We return to the plight of Ken Loach’s Daniel Blake on day 2. Last year we heard for the first time of a more hopeful approach towards helping the long-term unemployed who have chronic depression. Theresa Grant inspired delegates with Greater Manchester’s plans for its pilot: Working Well. Another sign that policy makers have listened comes with the Green Paper out for consultation Improving Lives. The influence of Greater Manchester’s integrated, personalized support offer is evident and, unusually, a truthful admission is made that for mental health support “the system provides too little too late”.
Our opening keynote on day 2 features the two foremost experts whose work has been influential in the areas of behavioral change theory and in measuring states of health and wellbeing, respectively, Dr. David Halpern and Professor John Brazier. It is unavoidable, in my view, that psychological therapists must be central to implementation of any new policy approach that genuinely seeks to improve quality of lives because the unmet needs of welfare claimants for emotional and psychological support are so significant. But this places us equally unavoidably on the frontline of what Loach’s film portrays as a heartless, dehumanizing bureaucracy, which is how many clients experience Job Centers. Our profession must find out how to instill a context of compassion in its wellbeing work. In Halpern and Brazier, we have excellent guides for navigating our way towards this.
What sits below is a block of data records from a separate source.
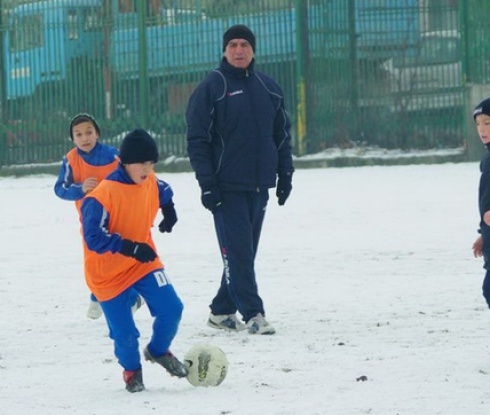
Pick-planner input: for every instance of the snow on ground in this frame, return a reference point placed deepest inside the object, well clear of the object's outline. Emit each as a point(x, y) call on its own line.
point(365, 271)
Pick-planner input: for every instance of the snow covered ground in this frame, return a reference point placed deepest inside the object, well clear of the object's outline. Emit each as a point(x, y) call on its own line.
point(365, 271)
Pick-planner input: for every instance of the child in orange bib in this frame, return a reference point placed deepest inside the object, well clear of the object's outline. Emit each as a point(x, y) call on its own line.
point(117, 217)
point(82, 169)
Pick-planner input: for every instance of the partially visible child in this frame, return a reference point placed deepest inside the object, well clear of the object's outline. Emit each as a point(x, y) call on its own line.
point(81, 170)
point(117, 217)
point(481, 247)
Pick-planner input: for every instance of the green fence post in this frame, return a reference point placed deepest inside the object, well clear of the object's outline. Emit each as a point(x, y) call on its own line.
point(3, 92)
point(300, 76)
point(144, 90)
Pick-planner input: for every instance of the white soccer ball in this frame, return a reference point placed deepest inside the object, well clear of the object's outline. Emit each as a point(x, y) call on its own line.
point(207, 365)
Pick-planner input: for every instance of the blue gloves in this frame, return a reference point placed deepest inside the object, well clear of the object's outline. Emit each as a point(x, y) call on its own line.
point(284, 187)
point(140, 251)
point(169, 217)
point(211, 197)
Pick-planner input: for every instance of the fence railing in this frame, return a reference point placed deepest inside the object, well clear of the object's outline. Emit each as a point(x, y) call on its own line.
point(360, 74)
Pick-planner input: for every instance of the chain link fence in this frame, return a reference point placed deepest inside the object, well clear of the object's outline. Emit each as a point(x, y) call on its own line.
point(388, 74)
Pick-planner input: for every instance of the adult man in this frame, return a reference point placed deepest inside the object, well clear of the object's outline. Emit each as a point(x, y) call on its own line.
point(239, 143)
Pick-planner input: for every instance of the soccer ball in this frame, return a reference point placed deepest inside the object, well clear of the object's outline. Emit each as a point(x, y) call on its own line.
point(207, 365)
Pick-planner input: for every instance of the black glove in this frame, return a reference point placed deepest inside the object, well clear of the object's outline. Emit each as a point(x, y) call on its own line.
point(211, 197)
point(141, 251)
point(284, 187)
point(169, 217)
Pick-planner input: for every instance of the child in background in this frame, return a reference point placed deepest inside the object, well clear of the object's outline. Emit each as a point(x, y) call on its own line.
point(117, 217)
point(82, 169)
point(481, 247)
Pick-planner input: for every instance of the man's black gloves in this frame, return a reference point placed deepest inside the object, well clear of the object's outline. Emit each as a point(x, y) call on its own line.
point(140, 251)
point(169, 217)
point(210, 197)
point(284, 187)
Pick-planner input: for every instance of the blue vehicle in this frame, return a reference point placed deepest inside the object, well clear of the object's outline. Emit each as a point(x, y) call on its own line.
point(53, 47)
point(47, 40)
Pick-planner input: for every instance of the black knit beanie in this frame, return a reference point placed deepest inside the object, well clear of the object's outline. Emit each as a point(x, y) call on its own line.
point(83, 117)
point(482, 108)
point(138, 147)
point(239, 31)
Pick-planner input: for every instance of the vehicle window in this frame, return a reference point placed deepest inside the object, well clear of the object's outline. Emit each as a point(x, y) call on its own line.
point(437, 51)
point(26, 32)
point(92, 20)
point(73, 25)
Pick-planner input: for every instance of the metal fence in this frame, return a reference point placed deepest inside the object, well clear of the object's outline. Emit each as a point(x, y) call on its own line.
point(390, 73)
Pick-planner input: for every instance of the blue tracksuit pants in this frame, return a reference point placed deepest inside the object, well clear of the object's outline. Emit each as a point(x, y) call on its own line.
point(164, 305)
point(238, 223)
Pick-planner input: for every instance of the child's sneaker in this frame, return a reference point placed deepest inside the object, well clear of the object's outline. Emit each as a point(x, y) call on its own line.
point(94, 310)
point(259, 325)
point(171, 364)
point(228, 322)
point(134, 380)
point(137, 305)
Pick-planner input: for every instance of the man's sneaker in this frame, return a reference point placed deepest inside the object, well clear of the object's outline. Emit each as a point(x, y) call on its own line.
point(133, 380)
point(259, 325)
point(94, 310)
point(228, 322)
point(171, 364)
point(137, 305)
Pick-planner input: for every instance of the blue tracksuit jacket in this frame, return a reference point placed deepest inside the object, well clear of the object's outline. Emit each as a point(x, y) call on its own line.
point(240, 138)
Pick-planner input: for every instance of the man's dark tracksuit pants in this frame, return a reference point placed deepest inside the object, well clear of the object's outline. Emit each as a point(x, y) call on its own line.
point(238, 223)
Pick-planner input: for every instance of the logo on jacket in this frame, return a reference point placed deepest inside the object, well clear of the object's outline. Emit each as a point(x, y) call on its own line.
point(240, 91)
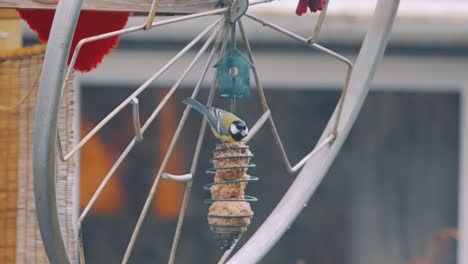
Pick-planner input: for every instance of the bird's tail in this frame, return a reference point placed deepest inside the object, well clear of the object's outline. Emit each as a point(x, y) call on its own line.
point(195, 104)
Another report - the first outcomes report on children and young people’s mental health services - asserts: "Achieving parity of esteem between physical and mental health requires parity of data”. Well, yes. But all the effort and burden involved can only be justified if it leads to improved responsiveness. Not against a backdrop of cuts. The report tells us that for just under 100,000 children and young people accessing CYP-IAPT services from 2011-2015 the main issues were: family problems, depression, anxiety and relationships with peers. Significantly, over half the cases assessed did not map directly onto a NICE guideline. Encouragingly, though, in 9 out of 10 cases where the child or young person had both set and assessed their own goal for therapy there was clear improvement. We will hear from the report’s authors about its key findings and their implications. Across both days, in addition, we will be fielding a range of important workshops where the aim is to re-set the balance - using hard-won data and evidence - around a more honest conversation between clinicians and their patients with managers and commissioners setting targets.
If, like me, you believe that evidence based NHS practitioners can still aspire to tell the truth about ‘what works for whom’ then I look forward to offering you a warm welcome.